Vide il collega inarcare le sopracciglia così tanto che la fronte gli si riempì di solchi profondi.
- Hai sentito di quei due... quello dell'ascensore e l'altro travolto da un carrello automatico? - proseguì Barak.
- Certo. Cosa ti aspetti dai cinghiali? Sono manodopera a basso costo, mica ragionano. Due incidenti stupidi che potevano essere evit...
- Incidenti un cazzo. L'ascensore è stato manomesso con un attacco informatico e il carrello idem: è stato manovrato da remoto. Quei due erano un bersaglio: qualcuno li ha fatti secchi.
- Occazzo – fu l'unica cosa che Tsenbawi riuscì a dire. Era girata la voce che il Capo fosse furioso per una questione che era sfuggita di mano ai cinghiali: così venivano chiamati i tirapiedi di bassa leva che l'Azienda usava per i lavori più sporchi. Gente spesso disperata, senza arte né parte, disposta a tutto per quattro soldi. Facilmente rimpiazzabili, tenuti all'oscuro di tutto a volte al punto da non sapere nemmeno che cosa fare esattamente, erano considerati sacrificabili senza rimpianti. Di solito portavano a termine i loro semplici incarichi senza tanti casini. Quella volta tutto era andato storto fin dall'inizio, ma nessuno poteva immaginare come stavano veramente le cose. Quella faccenda aveva di certo superato di almeno due o tre volte la cifra massima messa a bilancio per la chiusura del contratto.
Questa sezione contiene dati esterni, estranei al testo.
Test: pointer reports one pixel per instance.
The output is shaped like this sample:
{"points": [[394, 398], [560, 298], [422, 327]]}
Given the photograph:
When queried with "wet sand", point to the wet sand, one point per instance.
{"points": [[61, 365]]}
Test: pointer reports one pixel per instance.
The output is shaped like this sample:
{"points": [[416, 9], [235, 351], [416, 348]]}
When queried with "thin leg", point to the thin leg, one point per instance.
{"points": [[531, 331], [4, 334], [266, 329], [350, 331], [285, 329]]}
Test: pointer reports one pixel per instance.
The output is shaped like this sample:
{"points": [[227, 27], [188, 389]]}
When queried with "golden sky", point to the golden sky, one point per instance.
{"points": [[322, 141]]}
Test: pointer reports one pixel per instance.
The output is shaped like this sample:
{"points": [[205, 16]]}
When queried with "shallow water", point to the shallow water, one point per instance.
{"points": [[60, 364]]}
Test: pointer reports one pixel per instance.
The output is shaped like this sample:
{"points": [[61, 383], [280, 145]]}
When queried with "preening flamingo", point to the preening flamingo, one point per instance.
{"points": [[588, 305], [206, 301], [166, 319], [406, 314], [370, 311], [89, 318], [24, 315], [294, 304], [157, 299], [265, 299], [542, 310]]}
- Quindi – riprese Tsenbawi dopo diversi passi fatti in silenzio a fianco del suo superiore – il Capo ha lasciato l'incarico? Incredibile.
- Vero. Non conosco i dettagli e non li voglio conoscere. Ma quando si è trovato di fronte ai conti da pagare e alla missione fallita, pare sia diventato una furia. E la cosa più bella è che nemmeno la cliente l'ha presa bene. Dovrà trovare qualcun altro che le faccia da baby sitter per la figlioletta: a noi non interessa più.
- Vuoi dire che stiamo andando a ficcare la mano in una tana di serpenti? - Tsembawi pareva più che sorpreso, oltraggiato.
- Sveglia, socio. Ci sei dentro da un pezzo nella tana dei serpenti. E sono tutti in casa, oggi. Ti presento Beatrice Funner e la sua corte.
L'uomo dalla pelle più scura seguì il cenno della testa fatto dal suo compagno Barak. A circa cento metri di distanza da loro erano comparse delle figure. Le più evidenti erano i quattro mercenari in assetto da guerra: esibivano una mimetica verde a chiazze cangianti, normale dotazione delle truppe speciali dell'Esercito, anfibi speciali e un basco verde con un fregio che non riuscì a riconoscere per la distanza. Le chiazze erano in lento movimento e cambiavano forma e colore entro certi limiti per adeguarsi all'ambiente circostante. I quattro imbracciavano quasi distrattamente armi da fuoco diverse: chi un ingombrante fucile d'assalto, chi una mitragliatrice da paracadutista, realizzata con materiali speciali e col calcio retrattile. Uno dei quattro aveva a tracolla perfino un calibro dodici automatico con caricatore maggiorato.
Davanti ai mercenari, che sembravano fermi lì per un caso, c'era la grossa poltrona galleggiante che ospitava la straripante padrona di casa e in piedi accanto a lei una figura nera, alta e snella, dai capelli bianchi. Erano stati messi in guardia contro di lui: anche se disarmato rappresentava una minaccia grave. In quel momento teneva le braccia incrociate dietro la schiena ma non era difficile immaginare la facilità con cui uno qualsiasi dei mercenari avrebbe potuto mettergli un'arma tra le mani.
- Non capisco perché ci hanno fatto lasciare le armi fuori – la voce di Tsenbawi si era fatta d'un tratto sottile e scricchiolante – non ci avremmo potuto combinare nulla nemmeno volendo.
- Non pensarlo nemmeno, stronzo. Se non ti ammazzano loro, lo faccio io. Continua a camminare. E zitto!
Tsenbawi e Barak si avvicinarono sempre seguendo il largo viale di sassi bianchi, tutti tondi e simili tra loro. Viale che li portò di fronte alla padrona di casa e ai suoi uomini che attendevano sotto una tenda. Constatando come non fosse stato lasciato un solo metro quadrato di ombra a loro disposizione, Barak ebbe l'ultima, ulteriore conferma di come era destinato a finire quell'incontro.